A Justiça Federal é dividida em seis regiões. Cada região tem um Tribunal Regional Federal, e é nele que a sua RPV ou o seu precatório tramita. Consultar no tribunal errado é o erro mais comum de quem não encontra o próprio crédito. Use a tabela abaixo para localizar o seu:
| Tribunal | Sede | Estados atendidos |
|---|---|---|
| TRF1 | Brasília (DF) | AC, AM, AP, PA, RO, RR, TO, BA, MA, PI, DF, GO, MT |
| TRF2 | Rio de Janeiro (RJ) | RJ, ES |
| TRF3 | São Paulo (SP) | SP, MS |
| TRF4 | Porto Alegre (RS) | PR, SC, RS |
| TRF5 | Recife (PE) | AL, CE, PB, PE, RN, SE |
| TRF6 | Belo Horizonte (MG) | MG |
Uma curiosidade que muita gente ainda não sabe: o TRF6 é o tribunal federal mais novo do país. Ele foi criado para absorver os processos de Minas Gerais, que antes ficavam concentrados no TRF1. Se o seu processo é mineiro e você não o encontra mais no portal do TRF1, agora você sabe o motivo.
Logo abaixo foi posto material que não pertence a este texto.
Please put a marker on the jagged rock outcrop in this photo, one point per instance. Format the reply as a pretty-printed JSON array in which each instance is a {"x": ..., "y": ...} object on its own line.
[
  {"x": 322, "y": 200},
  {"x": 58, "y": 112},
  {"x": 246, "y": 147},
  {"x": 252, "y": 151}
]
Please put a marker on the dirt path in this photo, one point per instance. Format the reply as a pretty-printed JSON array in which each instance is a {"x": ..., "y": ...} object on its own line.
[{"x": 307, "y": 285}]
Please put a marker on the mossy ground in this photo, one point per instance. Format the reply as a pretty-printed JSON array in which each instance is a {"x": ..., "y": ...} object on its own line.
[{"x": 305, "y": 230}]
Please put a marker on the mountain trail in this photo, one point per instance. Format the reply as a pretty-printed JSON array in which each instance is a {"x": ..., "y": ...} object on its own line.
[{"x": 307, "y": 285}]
Consulta de RPV pelo CPF no TRF1
O TRF1 é o maior tribunal federal em extensão territorial: são 13 estados mais o Distrito Federal. O volume de RPVs previdenciárias por lá é enorme, o que torna a consulta pelo CPF ainda mais útil.
O caminho dentro do portal é o seguinte:
- Entre no site oficial: https://www.trf1.jus.br/trf1/home/
- No menu superior, abra a aba “Processual”
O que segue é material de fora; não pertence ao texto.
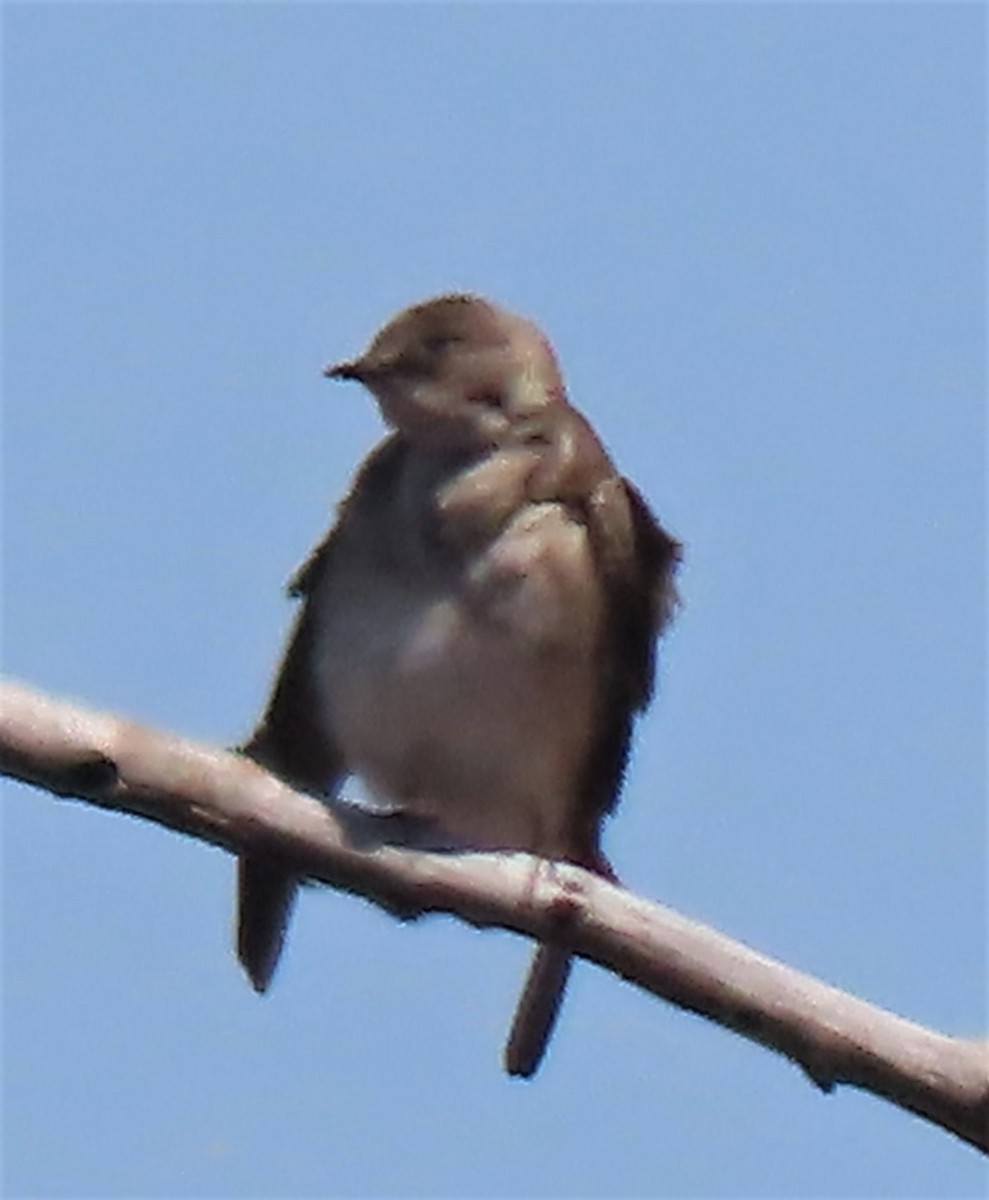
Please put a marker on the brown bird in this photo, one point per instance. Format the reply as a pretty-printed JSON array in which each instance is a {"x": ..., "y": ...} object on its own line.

- Localize e clique em “RPV e Precatórios”
- Na página de consulta, escolha a busca por CPF e informe seus dados
Existe um atalho: na própria página inicial, rolando um pouco a tela, aparece o card “RPVs e Precatórios”. Ele leva ao mesmo destino.
A opinião de quem testou: o menu “Processual” não é óbvio para quem entra no site pela primeira vez, mas o card da página inicial compensa. No nosso teste, chegamos à tela de consulta em cerca de três cliques. Para o maior tribunal federal do país, achamos um resultado razoável.
Consulta de RPV pelo CPF no TRF2
Responsável pelo Rio de Janeiro e pelo Espírito Santo, o TRF2 utiliza o sistema eProc para as requisições mais recentes. O percurso funciona assim:
- Acesse o portal: https://www.trf2.jus.br/
- Ainda na página inicial, procure a opção “Precatórios Federais e Requisições de Pequeno Valor”
- Clique no card azul indicado
- Selecione “Consulta a Precatórios e RPVs no eProc”
- Informe o CPF e os demais dados solicitados
Um detalhe importante para quem tem processo antigo: requisições expedidas antes de outubro de 2018 ficam em um sistema separado (Apolo). Se a sua RPV não aparece no eProc, vale verificar essa segunda base.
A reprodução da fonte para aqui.